All the ingredients except an audience – Los Angeles Times
At her performance, Pamela Z made one wonder all over why she is not better known to a broader audience. She is a mainstay on the new-music circuit; she arrived Friday having just finished touring Europe. Her performances use her sonorous voice and electronics.
How many performers or composers, male or female, that are “mainstay(s) on the new-music circuit” are at all well known to a broader audience? People are scared of stuff they don’t know, and that goes for music as well. A few weeks ago I overheard a Chicago Symphony usher practically have to talk a lady down from the edge because there was Hindemith on the program. Fortunately she survived the Hindemith, and the Brahms arrived as promised.

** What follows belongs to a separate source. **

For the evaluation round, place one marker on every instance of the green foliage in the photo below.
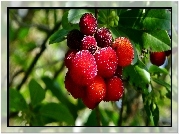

Next year, the festival has invited Meredith Monk, but the school’s vocal department, the panel announced, doesn’t want her giving workshops, lest she confuse the students. But it seems to me those few enthusiastic students who attended Pamela Z and Ethel weren’t confused at all. They knew a very good thing when they heard it.
So instead of exposing students to varied or extended techniques, they are “protecting” them from confusion. Do they have that little confidence in the intelligence of their students? How will anything new happen tomorrow, if the students of today are only exposed to the music of 2 centuries ago?